# Learning basic ML model training concepts by solving Titanic Survival Prediction problem

### About the Problem:
    Using the machine learning tools, we need to analyze the information about the passensgers of RMS Titanic and predict which passenger has survived. This problem has been published by Kaggle and is widely used for learning basic concepts of Machine Learning

### About the data sets

#### Data Dictionary

- Age: Age
- Cabin: Cabin
- Embarked: Port of Embarkation (C = Cherbourg; Q = Queenstown; S = Southampton)
- Fare: Passenger Fare
- Name: Name
- Parch: Number of Parents/Children Aboard
- Pclass: Passenger Class (1 = 1st; 2 = 2nd; 3 = 3rd)
- Sex: Sex
- Sibsp: Number of Siblings/Spouses Aboard
- Survived: Survival (0 = No; 1 = Yes)
- Ticket: Ticket Number

#### Variable Notes

- pclass: A proxy for socio-economic status (SES)
1st = Upper
2nd = Middle
3rd = Lower

- age: Age is fractional if less than 1. If the age is estimated, is it in the form of xx.5

- sibsp: The dataset defines family relations in this way...
Sibling = brother, sister, stepbrother, stepsister
Spouse = husband, wife (mistresses and fiancés were ignored)

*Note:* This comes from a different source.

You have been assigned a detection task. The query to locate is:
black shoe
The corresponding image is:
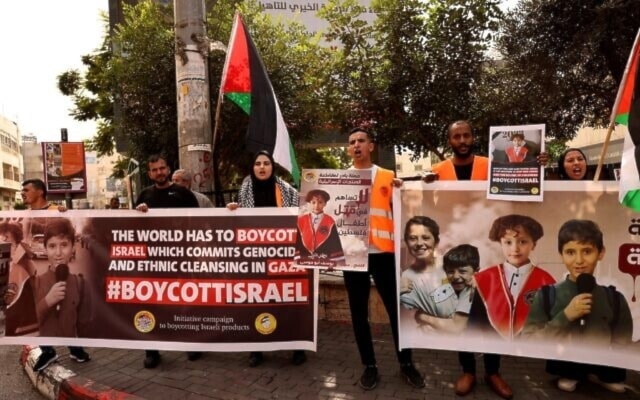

- parch: The dataset defines family relations in this way...
Parent = mother, father
Child = daughter, son, stepdaughter, stepson
Some children travelled only with a nanny, therefore parch=0 for them.

#### Download location
training data location ->  "https://www.kaggle.com/c/titanic/download/train.csv" <br>
test data location -> "https://www.kaggle.com/c/titanic/download/test.csv"

### 1.0 Load data sets

In [None]:
import sys
import types
import pandas as pd
from botocore.client import Config
import ibm_boto3

def __iter__(self): return 0

# @hidden_cell
# The following code accesses a file in your IBM Cloud Object Storage. It includes your credentials.
# You might want to remove those credentials before you share your notebook.
client_366a081119f849e6862e88812b3ed98f = ibm_boto3.client(service_name='s3',
    ibm_api_key_id='k0nEqGfb_IxLkXnE1WOFkiQsLFZ-aVYpkGeJW-66PELy',
    ibm_auth_endpoint="https://iam.ng.bluemix.net/oidc/token",
    config=Config(signature_version='oauth'),
    endpoint_url='https://s3-api.us-geo.objectstorage.service.networklayer.com')

body = client_366a081119f849e6862e88812b3ed98f.get_object(Bucket='titanicsurvivalpredictionf8684a7b97d94dde9b87f6e498cf1eb0',Key='train.csv')['Body']
# add missing __iter__ method, so pandas accepts body as file-like object
if not hasattr(body, "__iter__"): body.__iter__ = types.MethodType( __iter__, body )

training_df = pd.read_csv(body)
training_df.head()

In [None]:
body = client_366a081119f849e6862e88812b3ed98f.get_object(Bucket='titanicsurvivalpredictionf8684a7b97d94dde9b87f6e498cf1eb0',Key='test.csv')['Body']
# add missing __iter__ method, so pandas accepts body as file-like object
if not hasattr(body, "__iter__"): body.__iter__ = types.MethodType( __iter__, body )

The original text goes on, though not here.